Religious freedom and control in independent Slovenia

Sociology of Religion, Fall, 2003 by Ales Crnic, Gregor Lesjak

Slovenia is a small and a young country, born in 1991 after the dissolution of Yugoslavia; but, unlike other parts of the former Republic (Croatia, Bosnia and Herzegovina, Serbia, Macedonia and Montenegro), it is ethnically very homogeneous. A large majority of its two million population is of Slovene nationality. This is one of the reasons why Slovenia was only marginally affected by the tragic events that led to the emergence of the new states. The bloody war did start in Slovenia when Yugoslav troops, under nationalistic Serbian commanding officers, tried to prevent Slovenia from gaining the independence for which its population had already voted overwhelmingly in a national referendum. However, after ten days the war moved on--first to Croatia and later to Bosnia and Herzegovina where it escalated to previously unimaginable proportions. Religion played an important role in the wars, which took place in the early and mid 1990s, and shattered a large part of the Balkans (see Velikonja 2003).
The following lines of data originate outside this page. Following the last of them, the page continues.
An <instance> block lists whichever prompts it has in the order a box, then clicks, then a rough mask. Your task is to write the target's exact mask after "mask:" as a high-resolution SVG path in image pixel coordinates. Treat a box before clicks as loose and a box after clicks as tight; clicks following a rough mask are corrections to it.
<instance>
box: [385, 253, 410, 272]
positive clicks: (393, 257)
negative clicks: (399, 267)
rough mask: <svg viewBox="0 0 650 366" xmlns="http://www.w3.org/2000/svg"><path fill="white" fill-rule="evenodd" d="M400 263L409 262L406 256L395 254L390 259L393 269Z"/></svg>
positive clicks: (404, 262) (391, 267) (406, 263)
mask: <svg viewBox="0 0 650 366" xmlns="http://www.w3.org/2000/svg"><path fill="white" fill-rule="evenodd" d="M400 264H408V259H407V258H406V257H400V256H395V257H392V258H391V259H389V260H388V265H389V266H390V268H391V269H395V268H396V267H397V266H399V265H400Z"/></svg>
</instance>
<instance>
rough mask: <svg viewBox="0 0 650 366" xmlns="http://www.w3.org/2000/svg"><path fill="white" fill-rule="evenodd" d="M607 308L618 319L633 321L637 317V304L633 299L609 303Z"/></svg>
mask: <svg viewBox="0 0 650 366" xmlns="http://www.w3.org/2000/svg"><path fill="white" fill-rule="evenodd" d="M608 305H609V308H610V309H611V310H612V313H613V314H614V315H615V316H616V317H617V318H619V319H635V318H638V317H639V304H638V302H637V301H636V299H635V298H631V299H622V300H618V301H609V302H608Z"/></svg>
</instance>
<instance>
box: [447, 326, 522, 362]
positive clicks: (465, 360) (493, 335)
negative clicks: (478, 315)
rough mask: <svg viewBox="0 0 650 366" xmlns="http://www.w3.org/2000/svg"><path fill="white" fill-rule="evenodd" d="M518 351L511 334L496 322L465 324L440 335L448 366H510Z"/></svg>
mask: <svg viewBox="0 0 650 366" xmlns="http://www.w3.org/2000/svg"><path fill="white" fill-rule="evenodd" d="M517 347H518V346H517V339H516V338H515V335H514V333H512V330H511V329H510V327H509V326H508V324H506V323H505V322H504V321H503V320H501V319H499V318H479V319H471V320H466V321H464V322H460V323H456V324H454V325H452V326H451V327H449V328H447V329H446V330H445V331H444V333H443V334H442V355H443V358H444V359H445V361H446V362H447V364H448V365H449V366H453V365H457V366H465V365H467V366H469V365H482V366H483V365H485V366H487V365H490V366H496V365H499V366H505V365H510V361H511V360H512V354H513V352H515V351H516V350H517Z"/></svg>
These were not religious wars in which Serbian Christian (Orthodox) troops would assume the role of the last bastion against the Muslim advance on the West, although this is how they were often interpreted in Western Europe and the USA. However, religion did often serve as the motivating and integrating factor for justifying military attacks that were actually nationalistic in nature. Thus, religion was merged with national identity. It was made to appear that all (real) Serbs had to be Orthodox, just as all Croatians had to be Catholics, and Bosnians had to be Muslims. Slovenia, however, was spared the need to impose such an alignment. Despite the fact that most Slovenes were Catholic, this did not need to be a defining aspect of their identity qua Slovenes. They had managed to avoid a war that insisted that they had to differentiate themselves from their enemies according to a 'Holier than Thou' criterion.

Even in other respects Slovene society cannot be described as particularly multicultural or heterogeneous. Compared to a number of other European countries it can be considered virtually homogenous. Due to a variety of historical reasons, the religious, ethnic and linguistic minorities in Slovenia are relatively small. As far as religion is concerned, a total of 31 religious groups have reported their existence to the appropriate state authority; however, 30 of these do not account for more than about 5 percent of the total population. The Roman Catholic Church is by far the largest religion, accounting for about three-quarters of Slovene citizens (if we take baptism as the formal criterion). According to the data provided by the Public Opinion and Mass Communication Research Centre of the Faculty of Social Sciences at the University of Ljubljana, which has been conducting Slovene Public Opinion Surveys for over thirty years, 71.3 percent of Slovene citizens considered themselves to be "adherents" of the Roman Catholic faith in 1992. This figure rose to 75.1 percent in 1995 then fell back to 70.8 percent in 1998. Similar results were obtained from the 1991 population census, which recorded a total of 1,403,014 (71.4 percent) adherents of the Catholic faith among a total population of 1,965,986. (1) Second in size, according to this census, was the Serbian Orthodox faith, with 46,819 adherents (2.4 percent), followed in third place by the Islamic community with 29,719 adherents (1.5 percent). Both the Orthodox and Muslim religious communities are clearly ethnic in their nature, the former consisting exclusively of ethnic Serbs, the latter of Bosnians. Due to the influx of refugees and other migrations as a result of the wars in Slovenia, Croatia and Bosnia and Herzegovina, quantitative changes have occurred since the 1991 census. (2)

The fourth largest religious group in Slovenia was the Evangelical Church (of the Augsburg confession) with 19,000 adherents (0.97 percent). Threequarters of these Slovene Lutherans live in the north-eastern part of the country, in the vicinity of the Hungarian border. They are the descendants of the sixteenth-century Slovene Protestants who managed to avoid the counterreformation by residing in Hungary, and, thereby, being protected by the 1606 Peace of Vienna.

According to data obtained through six Slovene Public Opinion Surveys conducted from 1993 to 1998, between 17.7 percent and 25.8 percent of the country's population declared that they did not adhere to any faith.

Although almost three-quarters of the Slovene population declare "adherence" to Roman Catholicism, Catholics are considered decidedly heterogeneous, most of them being far from orthodox in their adherence to Roman Catholicism in its strictest sense. Indeed, the majority of formal Catholics are very selective when it comes to dogmatic belief, freely combining elements of Catholicism with elements of secularism. (3) It is possible to say that only one-quarter to one third of "formal" Catholics fully accept the key doctrinal tenets of the Catholic Church, and that, spiritually speaking, secularised Catholics are the largest single segment of the population of Slovenia (Smrke 1999).